Current Events Part 3: Ideas Have Consequences

Have you checked your heart lately? It’s a good thing to do. David pleaded with the Lord, saying “Search me, O God, and know my heart! Try me and know my thoughts!” (Ps. 139:24). We need the Lord to expose our sins so we can grow in Christlikeness. A couple weeks ago, I wrote an article asking you to start there.

Last week I wrote an article calling upon our church to prepare to think. The church is not endangered by obvious and blatant heresy, but rather subtle and insidious ideologies that lead to the undermining of the gospel itself. Remember, our enemy has “schemes” (Eph. 6:11). False teachers “secretly bring in destructive heresies” (2 Pet. 2:1). Satan “disguises himself as an angel of light” (2 Cor. 11:14). That is to say, disruptive ways of thinking don’t announce their arrival. The disease of false ideology is often asymptomatic as it spreads throughout the body. And if it’s not identified, it kills.

Ideas have consequences. There have been seismic shifts that have happened in our culture over the last decade, and if you’ve been unaware of them, the last couple months have made it clear. In this article I want to make you aware of some of the big ideological shifts that have taken place in people’s thinking and how the church is vulnerable to being swept up into an anti-Christian worldview, sometimes called “critical theory.” Here are some of the big ideological changes we’re seeing.

Secularization

The whole universe was created by God and for God. Paul summarizes the heart of the Christian life in Romans 11:36: “For from him and through him and to him are all things. To him be glory forever. Amen.” God is ultimate. He created all things for his own glory. That is why we exist. All our lives are to be toward this great end: to glorify God and enjoy him forever.

Our world, however, has adopted a secular worldview, which means that no longer does the reality of God weigh into the lives and decisions of those in our society.
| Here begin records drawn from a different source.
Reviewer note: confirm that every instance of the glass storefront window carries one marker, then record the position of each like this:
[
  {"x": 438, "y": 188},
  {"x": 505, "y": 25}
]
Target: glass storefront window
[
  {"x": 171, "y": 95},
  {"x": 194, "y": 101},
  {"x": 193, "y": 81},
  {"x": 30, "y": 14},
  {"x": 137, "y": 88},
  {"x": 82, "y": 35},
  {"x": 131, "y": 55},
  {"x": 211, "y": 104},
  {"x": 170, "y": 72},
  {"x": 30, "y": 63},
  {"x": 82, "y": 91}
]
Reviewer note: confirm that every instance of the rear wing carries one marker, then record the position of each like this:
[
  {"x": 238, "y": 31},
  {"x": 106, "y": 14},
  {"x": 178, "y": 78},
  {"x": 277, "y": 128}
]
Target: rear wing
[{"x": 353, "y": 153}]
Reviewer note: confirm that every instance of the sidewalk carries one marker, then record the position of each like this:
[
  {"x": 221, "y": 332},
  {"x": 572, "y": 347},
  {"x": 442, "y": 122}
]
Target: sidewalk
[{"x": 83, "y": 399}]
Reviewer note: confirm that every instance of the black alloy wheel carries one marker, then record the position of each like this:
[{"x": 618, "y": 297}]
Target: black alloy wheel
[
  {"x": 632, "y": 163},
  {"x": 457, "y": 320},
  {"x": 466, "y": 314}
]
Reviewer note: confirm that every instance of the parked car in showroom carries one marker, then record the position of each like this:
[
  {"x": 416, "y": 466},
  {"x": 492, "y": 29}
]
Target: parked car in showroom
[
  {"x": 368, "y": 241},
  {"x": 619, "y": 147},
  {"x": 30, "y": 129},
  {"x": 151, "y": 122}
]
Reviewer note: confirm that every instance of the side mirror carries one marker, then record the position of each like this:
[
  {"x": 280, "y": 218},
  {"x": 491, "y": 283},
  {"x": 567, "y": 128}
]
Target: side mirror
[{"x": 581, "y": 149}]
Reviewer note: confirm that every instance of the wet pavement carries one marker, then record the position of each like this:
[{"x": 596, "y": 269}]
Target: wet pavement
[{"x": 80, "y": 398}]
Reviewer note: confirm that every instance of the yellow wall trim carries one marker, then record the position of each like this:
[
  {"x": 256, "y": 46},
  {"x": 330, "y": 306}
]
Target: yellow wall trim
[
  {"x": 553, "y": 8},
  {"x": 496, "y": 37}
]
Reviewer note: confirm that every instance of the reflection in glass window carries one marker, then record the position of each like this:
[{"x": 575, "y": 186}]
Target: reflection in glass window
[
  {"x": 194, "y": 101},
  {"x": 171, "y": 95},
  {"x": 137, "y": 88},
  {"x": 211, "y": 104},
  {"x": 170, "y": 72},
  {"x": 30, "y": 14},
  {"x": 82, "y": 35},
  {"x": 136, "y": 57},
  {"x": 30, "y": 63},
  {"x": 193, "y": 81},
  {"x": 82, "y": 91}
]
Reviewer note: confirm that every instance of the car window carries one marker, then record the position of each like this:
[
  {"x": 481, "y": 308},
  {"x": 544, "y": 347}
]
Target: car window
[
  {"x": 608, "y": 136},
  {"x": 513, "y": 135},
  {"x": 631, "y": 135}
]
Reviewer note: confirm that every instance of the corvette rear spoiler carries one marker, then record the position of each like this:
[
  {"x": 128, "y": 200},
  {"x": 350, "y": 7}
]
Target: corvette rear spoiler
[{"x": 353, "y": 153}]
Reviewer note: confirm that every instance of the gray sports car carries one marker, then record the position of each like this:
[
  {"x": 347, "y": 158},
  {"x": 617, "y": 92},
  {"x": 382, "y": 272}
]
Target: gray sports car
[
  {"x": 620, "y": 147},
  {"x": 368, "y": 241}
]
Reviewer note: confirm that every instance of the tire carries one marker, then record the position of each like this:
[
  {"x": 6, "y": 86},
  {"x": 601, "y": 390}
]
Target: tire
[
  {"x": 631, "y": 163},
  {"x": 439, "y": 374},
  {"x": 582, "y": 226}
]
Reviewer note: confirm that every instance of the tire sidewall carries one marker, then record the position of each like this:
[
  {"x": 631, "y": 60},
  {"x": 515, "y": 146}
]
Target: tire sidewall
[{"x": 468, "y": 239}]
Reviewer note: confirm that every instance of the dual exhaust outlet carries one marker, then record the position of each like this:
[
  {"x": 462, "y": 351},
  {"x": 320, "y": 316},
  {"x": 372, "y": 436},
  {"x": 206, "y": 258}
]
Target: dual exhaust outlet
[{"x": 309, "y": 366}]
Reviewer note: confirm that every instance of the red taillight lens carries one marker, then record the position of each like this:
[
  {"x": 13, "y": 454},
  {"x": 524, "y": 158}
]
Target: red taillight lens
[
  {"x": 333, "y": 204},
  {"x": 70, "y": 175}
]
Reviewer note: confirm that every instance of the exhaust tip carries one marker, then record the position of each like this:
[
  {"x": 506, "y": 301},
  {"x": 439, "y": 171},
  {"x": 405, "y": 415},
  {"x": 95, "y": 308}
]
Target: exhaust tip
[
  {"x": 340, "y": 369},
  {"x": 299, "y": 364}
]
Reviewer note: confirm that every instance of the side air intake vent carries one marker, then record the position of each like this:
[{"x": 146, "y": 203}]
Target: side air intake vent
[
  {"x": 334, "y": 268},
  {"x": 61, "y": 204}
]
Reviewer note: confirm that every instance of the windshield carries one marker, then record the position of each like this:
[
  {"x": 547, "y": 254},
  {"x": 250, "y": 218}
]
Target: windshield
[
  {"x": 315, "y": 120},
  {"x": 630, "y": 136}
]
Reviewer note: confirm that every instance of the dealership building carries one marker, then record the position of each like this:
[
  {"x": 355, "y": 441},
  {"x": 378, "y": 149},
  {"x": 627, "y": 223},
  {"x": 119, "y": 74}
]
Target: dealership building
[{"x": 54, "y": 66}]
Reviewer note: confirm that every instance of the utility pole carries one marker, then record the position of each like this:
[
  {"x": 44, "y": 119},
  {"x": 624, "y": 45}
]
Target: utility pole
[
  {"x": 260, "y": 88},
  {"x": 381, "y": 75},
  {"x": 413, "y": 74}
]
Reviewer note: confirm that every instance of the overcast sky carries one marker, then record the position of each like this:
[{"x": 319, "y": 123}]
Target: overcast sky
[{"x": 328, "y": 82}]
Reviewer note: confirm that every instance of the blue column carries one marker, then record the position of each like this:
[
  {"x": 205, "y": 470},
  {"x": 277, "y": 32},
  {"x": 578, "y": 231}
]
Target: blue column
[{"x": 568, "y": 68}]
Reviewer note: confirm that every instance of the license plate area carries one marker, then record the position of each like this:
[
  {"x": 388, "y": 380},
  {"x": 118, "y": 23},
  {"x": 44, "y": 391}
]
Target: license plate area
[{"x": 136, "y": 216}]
Since there’s no God to fear, people do what is right in their own eyes.

The church is not free from the influence of an increasingly secular society. Often, the church has tried to win the world by becoming like it, and has tried to avoid making God “too holy” or sin “too serious.” Many churches have adopted what David Wells described as a “Weightless God.”

But man, made in God’s image, designed for worship, cannot live with a void in the heart. If God is not the center, something else will be. If the grand story of redemption is not the interpretive and cohesive narrative, some other interpretive narrative will fill the void.

Self-Expression the New Virtue

A godless ideology inevitably leads to the elevation of man. Man begins to see itself not as God does, but as he wants to see himself. Rather than seeing himself as depraved, he just needs to be himself. Rather than seeing his carnal desires as needing to be denied, he is taught to pursue his desires no matter what. Rather than seeing his base desires as sinful, he sees them as righteous expressions of the way God made him. Man is no longer a sinner in need of a Savior, but men see themselves as little gods lusting for glory.

Jesus says: “If anyone would come after me, let him deny himself and take up his cross daily and follow me” (Luke 9:23). The world says, “Deny your neighbor, take up your comfort, and follow your heart.” Self-expression is the exact opposite of Christ’s invitation to discipleship and the clarion call of a godless society.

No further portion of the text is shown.